上篇已经写了一片flume跟kafka连接的例子,现在聊聊flume直接连接SparkStream的2种方式
1.push:flume将数据推到streaming,这种方式的缺点如果flume推送过来的数据spark接收不了,那么就会导致数据的丢失
先介绍push方式
创建一个文件 在kafka/data/fulmeToKafka.conf
# Name the components on this agent
a1.sources = r1
a1.sinks = k1
a1.channels = c1
# Describe/configure the source
a1.sources.r1.type = netcat
a1.sources.r1.bind = localhost
a1.sources.r1.port = 44444
# Describe the sink
#a1.sinks.k1.type = logger
a1.sinks.k1.type = org.apache.flume.sink.kafka.KafkaSink
a1.sinks.k1.topic = test01
a1.sinks.k1.brokerList = es2:9092
a1.sinks.k1.requiredAcks = 1
a1.sinks.k1.batchSize = 20
# Use a channel which buffers events in memory
a1.channels.c1.type = memory
a1.channels.c1.capacity = 1000
a1.channels.c1.transactionCapacity = 100
# Bind the source and sink to the channel
a1.sources.r1.channels = c1
a1.sinks.k1.channel = c1
scala代码:
def main(args: Array[String]): Unit = {
Logger.getLogger("org").setLevel(Level.WARN)
val conf = new SparkConf().setAppName("flume").setMaster("local[2]")
val sc = new SparkContext(conf)
val ssc = new StreamingContext(sc,Seconds(3))

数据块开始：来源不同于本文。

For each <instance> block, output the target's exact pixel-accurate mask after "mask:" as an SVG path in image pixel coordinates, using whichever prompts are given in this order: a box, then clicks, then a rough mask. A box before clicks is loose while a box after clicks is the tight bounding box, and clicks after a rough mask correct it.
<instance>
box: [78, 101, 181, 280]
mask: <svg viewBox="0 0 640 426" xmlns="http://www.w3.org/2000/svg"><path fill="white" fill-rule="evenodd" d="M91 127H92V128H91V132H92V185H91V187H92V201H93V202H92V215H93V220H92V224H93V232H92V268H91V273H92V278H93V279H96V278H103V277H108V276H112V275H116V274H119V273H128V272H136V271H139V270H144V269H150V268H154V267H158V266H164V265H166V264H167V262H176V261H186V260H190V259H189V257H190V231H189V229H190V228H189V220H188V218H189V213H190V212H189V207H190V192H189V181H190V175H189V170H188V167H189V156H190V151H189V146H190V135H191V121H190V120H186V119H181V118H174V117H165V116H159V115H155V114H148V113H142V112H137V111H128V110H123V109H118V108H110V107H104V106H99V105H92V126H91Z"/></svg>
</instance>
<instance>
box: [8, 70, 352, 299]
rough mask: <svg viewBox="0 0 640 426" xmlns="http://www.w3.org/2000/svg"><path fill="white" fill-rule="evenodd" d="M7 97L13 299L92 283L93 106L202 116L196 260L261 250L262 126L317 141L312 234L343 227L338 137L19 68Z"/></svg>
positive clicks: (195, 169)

////推送方式:flume向spark发送数据 这个ip是window上的ip地址。
val flume: ReceiverInputDStream[SparkFlumeEvent] = FlumeUtils.createStream(ssc,"10.8.160.27",8888)
sc.setCheckpointDir("e:/check")
val res= flume.flatMap(t=>{
new String(t.event.getBody.array()).split(" ")
}).map((_,1)).updateStateByKey(myFunc,new HashPartitioner(sc.defaultParallelism),true)
res.print()
ssc.start()
ssc.awaitTermination()
}
def myFunc = (it: Iterator[(String, Seq[Int], Option[Int])]) => {
it.map(x => {
(x._1, x._2.sum + x._3.getOrElse(0))
})
}
测试 开启flume,bin/flume-ng agent --conf conf/ --name a1 --conf-file data/fulmeToKafka.conf
开启java代码,使用telnet localhost 44444模拟生产数据
第二种
需要下载一个jar包
但是这种方法必须要引入Spark官方的一个jar包,见官方的文档:点击跳转,将jar下载下来放到flume安装包的lib目录下即可,点击直接下载jar包
创建一个文件 在kafka/data/fulmeKafka2.conf
#agent名, source、channel、sink的名称
a1.sources = r1
a1.channels = c1
a1.sinks = k1
#具体定义source
#a1.sources.r1.type = spooldir
#a1.sources.r1.spoolDir = /home/hadoop/monitor
a1.sources.r1.type = netcat
a1.sources.r1.bind = localhost
a1.sources.r1.port = 44444
#具体定义channel
a1.channels.c1.type = memory
a1.channels.c1.capacity = 10000
a1.channels.c1.transactionCapacity = 100
#具体定义sink
a1.sinks.k1.type = org.apache.spark.streaming.flume.sink.SparkSink
a1.sinks.k1.hostname = 192.168.244.161
a1.sinks.k1.port = 8889
#组装source、channel、sink
a1.sources.r1.channels = c1
a1.sinks.k1.channel = c1
scala代码:
def myFunc = (it: Iterator[(String, Seq[Int], Option[Int])]) => {
it.map(x => {
(x._1, x._2.sum + x._3.getOrElse(0))
})
}
def main(args: Array[String]): Unit = {
Logger.getLogger("org").setLevel(Level.WARN)
val conf = new SparkConf().setAppName("flume2").setMaster("local[2]")
val sc = new SparkContext(conf)
val ssc = new StreamingContext(sc, Seconds(5))
val addrs = Seq(new InetSocketAddress("192.168.244.161", 8889))
val ds = FlumeUtils.createPollingStream(ssc, addrs, StorageLevel.MEMORY_AND_DISK_2)
sc.setCheckpointDir("e:/check")
val res = ds.flatMap(x => {
new String(x.event.getBody.array()).split(" ")
}).map((_, 1)).updateStateByKey(myFunc, new HashPartitioner(sc.defaultParallelism), true)
res.print()
ssc.start()
ssc.awaitTermination()
}
测试 启动flume bin/flume-ng agent --conf conf/ --name a1 --conf-file data/fulmeKafka2.conf
开启scala代码,使用telnet localhost 44444
测试结果跟上面一样 ,再此就不截图了